Yesterday's Scandal (The Wild McBrides 3)
“Brad?” Mac spoke before the boy closed the door.
“Yeah?”
“This is two strikes against you now. Three strikes and you’re out. Is that clear?”
“There won’t be another one.”
“Make sure of that.”
Showing he wasn’t entirely cowed by the events of the evening, Brad shut the door with somewhat more force than necessary.
Mac backed out of the driveway, then stopped a few yards down the deserted street until he saw Sharon open the front door to her brother. Then he drove off quickly, hoping she hadn’t spotted him. It would be difficult for Brad to explain how he’d ended up riding home in Mac’s truck without telling her exactly where they’d met up.
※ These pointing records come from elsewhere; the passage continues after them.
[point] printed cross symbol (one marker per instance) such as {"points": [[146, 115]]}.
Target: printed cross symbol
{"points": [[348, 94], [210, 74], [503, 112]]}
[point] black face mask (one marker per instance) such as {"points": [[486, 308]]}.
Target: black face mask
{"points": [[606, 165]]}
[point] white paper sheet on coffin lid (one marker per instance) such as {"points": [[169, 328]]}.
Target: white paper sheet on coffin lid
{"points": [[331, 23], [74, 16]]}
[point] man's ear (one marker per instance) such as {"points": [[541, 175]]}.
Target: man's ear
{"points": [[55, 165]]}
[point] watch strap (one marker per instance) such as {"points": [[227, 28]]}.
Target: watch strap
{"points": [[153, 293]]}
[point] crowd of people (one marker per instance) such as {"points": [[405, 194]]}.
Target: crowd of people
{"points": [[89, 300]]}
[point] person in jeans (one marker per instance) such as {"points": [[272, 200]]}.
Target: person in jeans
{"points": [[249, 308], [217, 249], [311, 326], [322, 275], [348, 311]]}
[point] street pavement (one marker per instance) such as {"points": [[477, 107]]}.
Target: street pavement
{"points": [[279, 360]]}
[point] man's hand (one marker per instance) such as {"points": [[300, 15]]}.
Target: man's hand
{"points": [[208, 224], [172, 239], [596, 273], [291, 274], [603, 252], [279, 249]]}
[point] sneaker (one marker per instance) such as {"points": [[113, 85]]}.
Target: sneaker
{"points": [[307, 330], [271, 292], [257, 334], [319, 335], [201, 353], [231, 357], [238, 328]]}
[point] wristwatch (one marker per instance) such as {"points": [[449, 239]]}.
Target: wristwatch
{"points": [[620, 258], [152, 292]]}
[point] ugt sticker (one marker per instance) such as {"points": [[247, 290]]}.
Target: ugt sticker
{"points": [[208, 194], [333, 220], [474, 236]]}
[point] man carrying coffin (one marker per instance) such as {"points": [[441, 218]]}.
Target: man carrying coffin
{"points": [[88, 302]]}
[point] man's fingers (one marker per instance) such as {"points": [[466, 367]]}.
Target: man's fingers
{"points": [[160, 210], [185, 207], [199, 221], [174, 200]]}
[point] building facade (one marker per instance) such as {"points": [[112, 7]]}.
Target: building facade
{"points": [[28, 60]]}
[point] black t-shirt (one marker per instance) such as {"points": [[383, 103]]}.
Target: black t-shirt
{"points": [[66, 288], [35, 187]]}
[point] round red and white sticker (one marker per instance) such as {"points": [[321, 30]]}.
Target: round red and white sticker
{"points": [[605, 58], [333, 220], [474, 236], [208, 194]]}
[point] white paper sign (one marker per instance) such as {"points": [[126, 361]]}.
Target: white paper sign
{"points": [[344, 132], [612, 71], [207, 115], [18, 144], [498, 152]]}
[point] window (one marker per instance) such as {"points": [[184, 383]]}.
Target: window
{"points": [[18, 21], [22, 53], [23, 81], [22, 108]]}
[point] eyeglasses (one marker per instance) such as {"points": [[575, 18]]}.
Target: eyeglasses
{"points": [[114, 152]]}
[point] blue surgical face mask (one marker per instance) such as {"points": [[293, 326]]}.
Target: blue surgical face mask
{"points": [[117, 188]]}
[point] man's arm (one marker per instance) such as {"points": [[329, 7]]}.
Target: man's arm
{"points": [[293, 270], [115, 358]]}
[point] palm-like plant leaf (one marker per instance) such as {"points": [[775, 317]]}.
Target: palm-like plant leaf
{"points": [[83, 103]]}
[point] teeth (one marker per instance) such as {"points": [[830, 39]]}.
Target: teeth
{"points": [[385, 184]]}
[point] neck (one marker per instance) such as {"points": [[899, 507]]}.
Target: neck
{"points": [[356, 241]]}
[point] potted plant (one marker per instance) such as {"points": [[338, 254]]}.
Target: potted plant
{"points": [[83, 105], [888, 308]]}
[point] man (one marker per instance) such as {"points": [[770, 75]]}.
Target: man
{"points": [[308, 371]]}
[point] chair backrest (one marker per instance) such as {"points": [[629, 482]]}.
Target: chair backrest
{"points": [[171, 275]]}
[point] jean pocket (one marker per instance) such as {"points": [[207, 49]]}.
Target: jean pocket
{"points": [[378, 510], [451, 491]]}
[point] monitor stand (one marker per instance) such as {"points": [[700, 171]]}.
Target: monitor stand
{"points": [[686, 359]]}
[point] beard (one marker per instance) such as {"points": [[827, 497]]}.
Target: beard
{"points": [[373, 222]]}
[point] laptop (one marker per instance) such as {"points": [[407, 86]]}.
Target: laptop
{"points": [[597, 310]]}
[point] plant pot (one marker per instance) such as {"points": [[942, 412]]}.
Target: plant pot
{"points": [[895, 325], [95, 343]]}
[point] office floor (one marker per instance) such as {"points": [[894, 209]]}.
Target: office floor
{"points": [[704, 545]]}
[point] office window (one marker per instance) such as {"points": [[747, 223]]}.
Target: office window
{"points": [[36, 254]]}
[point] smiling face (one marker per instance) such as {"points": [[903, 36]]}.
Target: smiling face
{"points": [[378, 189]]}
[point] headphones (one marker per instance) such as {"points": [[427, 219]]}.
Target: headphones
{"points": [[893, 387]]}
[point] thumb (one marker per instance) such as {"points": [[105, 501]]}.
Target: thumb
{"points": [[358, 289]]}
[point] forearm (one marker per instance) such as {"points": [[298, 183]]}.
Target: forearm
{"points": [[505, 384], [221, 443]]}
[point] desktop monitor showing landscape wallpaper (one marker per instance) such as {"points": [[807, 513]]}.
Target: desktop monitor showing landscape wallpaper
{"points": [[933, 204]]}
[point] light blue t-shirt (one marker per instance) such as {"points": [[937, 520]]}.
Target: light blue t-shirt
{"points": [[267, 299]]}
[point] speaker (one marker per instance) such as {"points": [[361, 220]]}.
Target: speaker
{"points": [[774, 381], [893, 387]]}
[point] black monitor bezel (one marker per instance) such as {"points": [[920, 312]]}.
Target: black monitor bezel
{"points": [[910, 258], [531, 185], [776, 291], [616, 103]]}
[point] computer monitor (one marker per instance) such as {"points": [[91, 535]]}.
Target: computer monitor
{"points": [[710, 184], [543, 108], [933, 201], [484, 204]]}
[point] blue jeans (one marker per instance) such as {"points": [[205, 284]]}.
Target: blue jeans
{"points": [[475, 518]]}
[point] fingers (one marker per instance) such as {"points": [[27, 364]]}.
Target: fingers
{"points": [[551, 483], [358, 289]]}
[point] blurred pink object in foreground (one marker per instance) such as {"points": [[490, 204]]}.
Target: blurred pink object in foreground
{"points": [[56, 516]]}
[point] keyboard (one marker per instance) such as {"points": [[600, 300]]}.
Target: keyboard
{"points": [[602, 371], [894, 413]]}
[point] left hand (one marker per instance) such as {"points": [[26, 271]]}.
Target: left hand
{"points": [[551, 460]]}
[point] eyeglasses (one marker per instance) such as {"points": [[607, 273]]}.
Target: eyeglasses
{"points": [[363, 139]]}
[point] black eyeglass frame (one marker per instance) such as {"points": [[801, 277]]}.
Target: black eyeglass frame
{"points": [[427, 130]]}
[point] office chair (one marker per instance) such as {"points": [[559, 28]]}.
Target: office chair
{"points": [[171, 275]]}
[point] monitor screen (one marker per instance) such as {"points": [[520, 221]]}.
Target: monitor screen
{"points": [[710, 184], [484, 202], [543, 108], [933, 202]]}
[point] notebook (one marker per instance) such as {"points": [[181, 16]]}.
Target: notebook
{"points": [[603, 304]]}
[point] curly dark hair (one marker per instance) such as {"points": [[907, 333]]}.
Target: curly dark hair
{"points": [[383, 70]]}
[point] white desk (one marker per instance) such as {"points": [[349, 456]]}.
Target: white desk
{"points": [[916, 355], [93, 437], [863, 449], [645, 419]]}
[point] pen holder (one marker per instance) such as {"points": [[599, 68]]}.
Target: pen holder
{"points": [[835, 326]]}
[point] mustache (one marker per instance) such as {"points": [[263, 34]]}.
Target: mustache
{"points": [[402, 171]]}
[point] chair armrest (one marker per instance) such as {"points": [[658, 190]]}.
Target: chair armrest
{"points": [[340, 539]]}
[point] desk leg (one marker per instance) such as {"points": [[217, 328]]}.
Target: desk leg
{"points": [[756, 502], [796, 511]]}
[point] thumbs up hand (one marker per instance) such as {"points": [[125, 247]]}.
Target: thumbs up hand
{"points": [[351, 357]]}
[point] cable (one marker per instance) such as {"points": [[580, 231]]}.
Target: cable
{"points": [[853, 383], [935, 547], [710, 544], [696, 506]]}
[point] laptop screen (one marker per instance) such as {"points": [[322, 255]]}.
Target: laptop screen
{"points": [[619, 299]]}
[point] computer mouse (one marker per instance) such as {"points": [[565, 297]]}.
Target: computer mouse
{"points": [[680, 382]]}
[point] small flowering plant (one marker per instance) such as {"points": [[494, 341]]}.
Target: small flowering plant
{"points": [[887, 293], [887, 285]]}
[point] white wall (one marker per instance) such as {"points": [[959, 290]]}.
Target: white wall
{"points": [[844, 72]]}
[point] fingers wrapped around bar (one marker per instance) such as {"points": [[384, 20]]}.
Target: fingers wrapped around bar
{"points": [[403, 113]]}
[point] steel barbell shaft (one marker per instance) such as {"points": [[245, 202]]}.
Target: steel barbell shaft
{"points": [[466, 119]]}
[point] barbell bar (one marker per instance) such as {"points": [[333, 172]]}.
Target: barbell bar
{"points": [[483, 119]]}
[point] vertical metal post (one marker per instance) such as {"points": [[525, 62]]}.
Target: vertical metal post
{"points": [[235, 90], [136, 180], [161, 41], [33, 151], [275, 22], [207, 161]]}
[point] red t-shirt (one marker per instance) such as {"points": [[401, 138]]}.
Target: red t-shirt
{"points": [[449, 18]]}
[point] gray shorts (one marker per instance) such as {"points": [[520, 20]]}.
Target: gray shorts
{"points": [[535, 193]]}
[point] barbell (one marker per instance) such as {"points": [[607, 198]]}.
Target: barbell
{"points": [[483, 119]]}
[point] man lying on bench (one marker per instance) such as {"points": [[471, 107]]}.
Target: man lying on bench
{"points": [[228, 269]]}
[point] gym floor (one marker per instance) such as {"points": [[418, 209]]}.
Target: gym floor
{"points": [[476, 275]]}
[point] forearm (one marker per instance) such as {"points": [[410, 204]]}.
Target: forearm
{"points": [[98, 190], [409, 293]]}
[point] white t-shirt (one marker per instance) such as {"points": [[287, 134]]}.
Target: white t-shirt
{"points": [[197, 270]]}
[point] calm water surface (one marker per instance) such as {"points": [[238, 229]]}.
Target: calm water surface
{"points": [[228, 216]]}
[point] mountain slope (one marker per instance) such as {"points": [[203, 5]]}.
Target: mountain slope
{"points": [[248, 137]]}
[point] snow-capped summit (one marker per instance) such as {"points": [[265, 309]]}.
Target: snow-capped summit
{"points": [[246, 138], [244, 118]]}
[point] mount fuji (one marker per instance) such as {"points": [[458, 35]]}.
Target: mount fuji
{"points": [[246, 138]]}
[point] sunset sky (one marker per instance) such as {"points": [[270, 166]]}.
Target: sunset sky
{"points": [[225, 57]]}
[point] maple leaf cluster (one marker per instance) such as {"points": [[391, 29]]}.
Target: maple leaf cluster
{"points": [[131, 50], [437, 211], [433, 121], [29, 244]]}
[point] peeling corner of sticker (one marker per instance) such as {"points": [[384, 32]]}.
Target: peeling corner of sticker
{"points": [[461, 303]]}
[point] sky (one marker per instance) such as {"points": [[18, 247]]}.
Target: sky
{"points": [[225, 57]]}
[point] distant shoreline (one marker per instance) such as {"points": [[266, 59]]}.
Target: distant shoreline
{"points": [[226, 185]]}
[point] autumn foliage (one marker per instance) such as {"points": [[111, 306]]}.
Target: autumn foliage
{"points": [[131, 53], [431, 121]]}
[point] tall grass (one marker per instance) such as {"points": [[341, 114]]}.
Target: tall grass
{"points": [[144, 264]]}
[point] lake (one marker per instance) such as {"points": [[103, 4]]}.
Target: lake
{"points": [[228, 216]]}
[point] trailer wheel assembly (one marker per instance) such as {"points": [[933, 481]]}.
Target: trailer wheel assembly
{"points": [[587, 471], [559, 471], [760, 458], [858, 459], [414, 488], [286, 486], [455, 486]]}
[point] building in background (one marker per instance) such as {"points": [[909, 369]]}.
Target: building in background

Maybe he’d done something good tonight, he mused as he headed for his apartment. Maybe he’d put a confused kid on the right path. Or maybe by letting Brad off the hook tonight, he’d only contributed to the development of a juvenile delinquent.
All he knew for certain was that, whatever the results of his actions, he had done it all for Sharon.
He owed her that much, at least.
BY SATURDAY AFTERNOON, Mac had decided to leave town.
Though it wasn’t the way he preferred to do business, he could oversee the renovation project from a distance, leaving a foreman in charge of the day-to-day supervision. Maybe the job wouldn’t be handled with his usual, almost obsessive attention to detail, but it would be adequately completed. He could then put the place up for sale and forget he’d ever started this futile quest.
That would probably be the best move for everyone, he thought with the memory of Sharon’s smile haunting the shadowy back corners of his mind.
He stood in the master bedroom of the Garrett house. The workers had all left for the afternoon and the house was still, th
e silence as heavy as Mac’s mood. Since most of the work to this point had been upstairs and in the kitchen, this room had hardly been touched. It still looked almost exactly the same as it had the first time he’d seen it.
Sharon loved this room. The big fireplace. The high ceiling. The wide, detailed moldings. The wooden floor that would soon gleam with a satiny sheen again. She’d confided to him that she saw this room decorated in lace and antiques. A decorative white-iron bed. Old stained-glass shades on bedside lamps. A thick, handmade rug on the floor.
She wouldn’t actually be choosing the furniture for the house, of course—that would be up to the future owner. But she’d already talked about the wallpaper and lights she would select, as well as the fixtures for the attached bath. She’d made him see it all so clearly.
He could picture it now as he stood there alone in the dust and the shadows. The soft lights. The fire. The big bed, rumpled from lovemaking. The mental image made him yearn for things he couldn’t quite identify—or perhaps he just didn’t have the nerve to try.
A sound from behind him brought him out of his lonely thoughts. Someone was in the house with him. Though he wasn’t expecting anyone in particular, Trent McBride had said he might stop by with a sample cabinet door for his approval.
Yet somehow he knew it wasn’t Trent. He turned very slowly to face the door and wait for her.
Sharon looked a bit uncertain as she stepped into the room, her gaze locking immediately with his. She wore a sleeveless, scoop-neck, pale yellow knit dress. That particular shade of yellow was her favorite color. He knew that small detail about her—along with so many other tidbits he’d filed into his memory. Like the faintly floral scent of her shampoo. The way her pulse fluttered in her throat when he kissed her there. The way her fingers twined in his hair when he made love to her, and twined together in front of her when she was nervous.
They were entwined that way now, her knuckles almost white with the pressure she exerted on them.
“How did you know where to find me?” he asked, realizing she had walked directly to this room.
The question seemed to confuse her a little. “I don’t know.”
It wasn’t important, of course. “Why are you here?”
“I need to talk to you.”
“What about?”
He watched her take a deep breath, the movement stretching her thin knit dress across the breasts he had kissed until she sighed with pleasure. He raised his gaze from them with an effort.
“Brad told me what you did for him. I don’t quite know how to thank you.”
“Er—what did he tell you?” he asked cautiously, uncertain of what he should say.